BigQuery vs. Redshift: Which cloud data warehouse is right for you?
The data warehouse is the source of truth from your business's data set. Choosing the right solution is critical. This article explains how BigQuery and Redshift compare in factors such as performance, security, and cost so that you can select the right warehouse for your needs.
Data-driven marketing campaigns can help you find and activate the right prospects with relevant content.
However, organizational silos, stale customer data, and insufficient skills can handicap even the most sophisticated marketing campaigns. Fully managed cloud data warehouses like Google BigQuery and Amazon Redshift can overcome these challenges to a large extent. Both of these platforms provide a real-time, scalable, and cost-effective repository for the data you want to house for the long term. And offers a platform for conducting all of your marketing analytics and business intelligence use cases.
Comparing BigQuery vs. Redshift with respect to performance, usability, security, and costs will help you choose the most suitable data warehouse for your needs. For more data warehouse comparisons, you can also check out our breakdowns of Snowflake vs. Redshift and Snowflake vs. BigQuery.

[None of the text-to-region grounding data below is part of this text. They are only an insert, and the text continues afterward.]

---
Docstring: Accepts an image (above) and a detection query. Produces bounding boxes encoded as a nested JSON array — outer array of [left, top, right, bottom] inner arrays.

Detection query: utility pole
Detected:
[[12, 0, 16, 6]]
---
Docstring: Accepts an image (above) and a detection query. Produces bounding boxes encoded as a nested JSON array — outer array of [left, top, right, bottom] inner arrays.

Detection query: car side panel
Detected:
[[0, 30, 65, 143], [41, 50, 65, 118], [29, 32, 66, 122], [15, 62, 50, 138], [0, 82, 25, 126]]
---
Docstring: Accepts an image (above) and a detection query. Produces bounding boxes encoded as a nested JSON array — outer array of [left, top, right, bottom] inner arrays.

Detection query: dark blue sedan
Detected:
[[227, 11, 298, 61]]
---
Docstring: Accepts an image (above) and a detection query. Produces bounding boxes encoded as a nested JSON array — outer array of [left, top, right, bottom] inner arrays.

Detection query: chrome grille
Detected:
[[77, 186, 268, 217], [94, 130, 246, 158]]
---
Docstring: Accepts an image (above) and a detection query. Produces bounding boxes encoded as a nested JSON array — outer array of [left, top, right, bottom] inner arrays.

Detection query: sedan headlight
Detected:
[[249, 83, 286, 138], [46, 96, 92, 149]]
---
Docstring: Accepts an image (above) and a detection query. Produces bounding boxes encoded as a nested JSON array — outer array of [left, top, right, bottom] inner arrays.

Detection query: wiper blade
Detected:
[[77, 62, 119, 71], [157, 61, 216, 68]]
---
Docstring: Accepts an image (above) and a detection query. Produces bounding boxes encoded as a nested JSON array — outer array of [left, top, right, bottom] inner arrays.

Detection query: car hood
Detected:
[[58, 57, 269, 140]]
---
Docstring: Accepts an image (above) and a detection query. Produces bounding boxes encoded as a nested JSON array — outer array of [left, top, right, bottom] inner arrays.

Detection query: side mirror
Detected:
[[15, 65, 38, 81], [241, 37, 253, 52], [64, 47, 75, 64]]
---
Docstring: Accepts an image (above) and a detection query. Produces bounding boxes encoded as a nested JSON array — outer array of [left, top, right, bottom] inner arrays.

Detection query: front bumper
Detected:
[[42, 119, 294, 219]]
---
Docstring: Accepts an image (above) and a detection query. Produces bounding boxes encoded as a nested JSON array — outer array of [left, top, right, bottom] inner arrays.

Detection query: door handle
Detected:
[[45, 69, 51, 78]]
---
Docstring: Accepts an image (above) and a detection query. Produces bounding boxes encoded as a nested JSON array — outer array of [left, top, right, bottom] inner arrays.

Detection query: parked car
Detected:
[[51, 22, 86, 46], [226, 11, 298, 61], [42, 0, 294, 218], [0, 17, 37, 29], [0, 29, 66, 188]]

The better your query performance, the faster and more cost effectively you’ll be able to find insights such as which user action led to the most conversions or which common user attributes correlate with better lifetime value.
According to a benchmark study by research firm GigaOm, Redshift outperformed BigQuery by nearly five times with respect to query execution time and cost. But it’s worth doing a benchmark study with your own production environment data sets to find out which data warehouse delivers the best performance for your needs.
The GigaOm benchmark study used an industry-standard TPC-DS data set that amounted to 30TB of data. A total of 99 different queries were executed on this data set, and each query was executed three times. The best runtime out of the three executions was used in the final result.
To ensure a level playing field, both data warehouses were set with comparable configurations and costs.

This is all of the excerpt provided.